Thursday, November 29, 2012

Share Your Stories...


Today I went with my mother to visit my grandmother.  Not the same grandmother that I have mentioned in other posts.  This is my mother's mother and she is 90 years old.  She lived with my parents for more than 10 years and recently, due to health decline, has moved into a long-term care facility.  These last few months have been very difficult to watch as my grandmother began to fail both physically and mentally.

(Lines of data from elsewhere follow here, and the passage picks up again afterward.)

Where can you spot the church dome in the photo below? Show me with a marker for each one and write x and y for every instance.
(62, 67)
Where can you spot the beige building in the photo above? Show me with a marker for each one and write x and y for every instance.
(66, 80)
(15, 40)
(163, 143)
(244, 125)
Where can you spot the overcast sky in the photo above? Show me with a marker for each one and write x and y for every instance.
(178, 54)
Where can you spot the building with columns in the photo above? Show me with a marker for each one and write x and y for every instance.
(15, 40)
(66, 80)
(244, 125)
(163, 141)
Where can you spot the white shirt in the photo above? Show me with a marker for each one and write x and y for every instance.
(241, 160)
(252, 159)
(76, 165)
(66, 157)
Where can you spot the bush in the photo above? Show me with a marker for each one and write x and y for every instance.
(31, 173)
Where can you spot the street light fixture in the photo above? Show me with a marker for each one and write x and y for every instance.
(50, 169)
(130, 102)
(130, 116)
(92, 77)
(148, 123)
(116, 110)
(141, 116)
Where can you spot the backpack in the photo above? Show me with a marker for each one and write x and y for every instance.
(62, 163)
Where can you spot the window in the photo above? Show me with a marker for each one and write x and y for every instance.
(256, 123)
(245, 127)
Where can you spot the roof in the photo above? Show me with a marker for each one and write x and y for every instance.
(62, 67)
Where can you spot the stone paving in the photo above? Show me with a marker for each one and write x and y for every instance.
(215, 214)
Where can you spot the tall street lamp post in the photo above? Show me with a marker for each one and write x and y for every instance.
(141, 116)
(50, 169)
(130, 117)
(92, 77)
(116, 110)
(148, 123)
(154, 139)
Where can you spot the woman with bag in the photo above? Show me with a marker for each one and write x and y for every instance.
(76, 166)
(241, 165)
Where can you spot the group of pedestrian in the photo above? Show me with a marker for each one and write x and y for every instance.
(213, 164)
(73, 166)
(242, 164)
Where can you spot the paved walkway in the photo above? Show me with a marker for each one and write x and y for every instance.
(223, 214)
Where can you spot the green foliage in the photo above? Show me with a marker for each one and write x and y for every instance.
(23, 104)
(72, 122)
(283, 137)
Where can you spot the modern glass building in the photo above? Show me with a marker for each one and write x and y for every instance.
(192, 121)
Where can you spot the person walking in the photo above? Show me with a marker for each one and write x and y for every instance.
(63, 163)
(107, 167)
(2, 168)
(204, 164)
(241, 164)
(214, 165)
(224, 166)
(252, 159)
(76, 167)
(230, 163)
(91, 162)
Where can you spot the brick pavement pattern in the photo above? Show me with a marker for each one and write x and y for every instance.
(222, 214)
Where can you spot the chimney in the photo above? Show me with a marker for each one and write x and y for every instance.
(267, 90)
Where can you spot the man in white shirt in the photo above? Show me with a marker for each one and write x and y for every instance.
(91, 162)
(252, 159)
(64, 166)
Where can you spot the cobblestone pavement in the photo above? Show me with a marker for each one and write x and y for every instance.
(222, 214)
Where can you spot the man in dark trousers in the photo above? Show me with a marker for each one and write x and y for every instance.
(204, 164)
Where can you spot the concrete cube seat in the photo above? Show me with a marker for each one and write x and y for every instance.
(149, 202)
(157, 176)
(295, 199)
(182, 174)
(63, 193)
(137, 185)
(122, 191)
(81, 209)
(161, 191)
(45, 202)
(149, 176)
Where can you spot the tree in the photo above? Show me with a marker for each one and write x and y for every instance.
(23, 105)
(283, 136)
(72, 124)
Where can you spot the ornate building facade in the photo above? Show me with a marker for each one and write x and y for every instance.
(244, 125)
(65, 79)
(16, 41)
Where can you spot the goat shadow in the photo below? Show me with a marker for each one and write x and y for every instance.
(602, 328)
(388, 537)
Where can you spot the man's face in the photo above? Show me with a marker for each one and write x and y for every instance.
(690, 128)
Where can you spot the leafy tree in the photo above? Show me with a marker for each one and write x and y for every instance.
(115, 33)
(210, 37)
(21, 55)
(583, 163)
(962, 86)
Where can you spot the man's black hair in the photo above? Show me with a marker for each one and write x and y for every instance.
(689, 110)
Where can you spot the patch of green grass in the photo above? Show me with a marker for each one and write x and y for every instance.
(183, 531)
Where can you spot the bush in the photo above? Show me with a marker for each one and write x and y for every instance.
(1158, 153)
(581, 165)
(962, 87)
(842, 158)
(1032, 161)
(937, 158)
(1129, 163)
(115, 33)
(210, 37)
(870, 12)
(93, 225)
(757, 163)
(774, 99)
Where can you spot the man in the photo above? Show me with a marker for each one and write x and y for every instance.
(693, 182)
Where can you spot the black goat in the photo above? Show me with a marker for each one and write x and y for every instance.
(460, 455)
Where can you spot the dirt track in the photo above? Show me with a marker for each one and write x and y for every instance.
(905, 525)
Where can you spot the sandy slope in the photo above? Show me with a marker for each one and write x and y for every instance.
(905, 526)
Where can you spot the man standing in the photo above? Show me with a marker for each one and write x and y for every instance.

My grandmother has always been a very strong-willed person.  When things needed to get done, you could count on her to do it.  She always kept her word and could be depended on when you needed her.  She also was directly open about telling you what she thought about things.  Most times, she would express her opinions with love, but there were several moments that I can easily think of where she told you what she thought without any regard to what the reaction might be.  Don't get me wrong, my grandmother is a wonderful person.  From her I get my strength to keep moving forward, my stubbornness, my need to always be on time, my work ethic and my confidence.  From her I also inherited the family gene to worry.  She would worry endlessly about everything.  I also inherited from her the talent to keep personal struggles to myself.  Sometimes these two traits can be good things, but sometimes, as you can imagine, they are not.

I think that those last two traits are why, as her mind begins to fail, she spends a lot of her time now paranoid that people are talking about her, worrying that they are going to throw her out of her room and suspicious that they are out to get her.  It is very difficult some days to visit her.  You never know what you are going to be walking into.  One day, she is very pleasant and speaks very highly of the staff who help her.  The next time she spends the whole visit begging us to take her home.  The strain and guilt that this puts on my mother does not go unnoticed.  I know she wonders if things would be better for my grandmother if she did take her home again, but the fact is that my grandmother needs someone with her 24 hours a day.  Watching over her medications, her health and her hygiene.  These are not things that my mother is able to provide for her.

I am never sure what to say to my mother after a visit with my grandmother.  As a nurse in geriatrics, I understand the changes that are going on with my grandmother.  I have seen this progression so many times.  That does not mean that it makes it any easier to cope with it.  It makes you feel awful to see someone that you love, who was once so strong and vibrant, now look so sad and frail.  The only comfort I can give my mother is to reassure her that my grandmother is getting good care.  That she is in a good facility where people do really care about her.  Having worked in long-term care facilities before, I know the signs of quality care and they are all present at her facility.  My mother knows this as well and that does bring her some peace of mind.

My family is very blessed to have had my grandmother in our lives for so long.  Many families are not so lucky.  My hope for her is to find some peace in her own mind as she reaches the last stage of her life.  Perhaps the anxiety she feels is actually a result of exactly that - maybe she is afraid to die?  I don't know what the right answer is to this.  What the best course of action should be.  What we should say to her when she asks us to take her home.  I just answer her honestly about why she needs to be there and hope that some day soon she will accept this stage of her life.

If you are a caregiver who has gone through this transition with your loved one, I would love to hear your stories...

Sharing your stories helps the process of Aging with Ease!


 
I originally posted this in November 2011 on my first Aging with Ease blog, my grandmother passed away in February 2012 at peace with her family at her side.  Her passing would be the first of three close family members leaving me in 2012.  Let's just say this year has been very long, sad and unending.  As the year finally draws close to the final month all I can really say is that my family knows I love them.  Death is final and there is nothing you can do to change it.  All you can do is just love them...

I am working on finding a way to regain some motivation in my life, as my grandmothers and my father taught me to do.  It has been difficult since the three people I have lost were also the three people who motivated and inspired me the most.  I hope any followers that I have are patient with me as I try get back into it.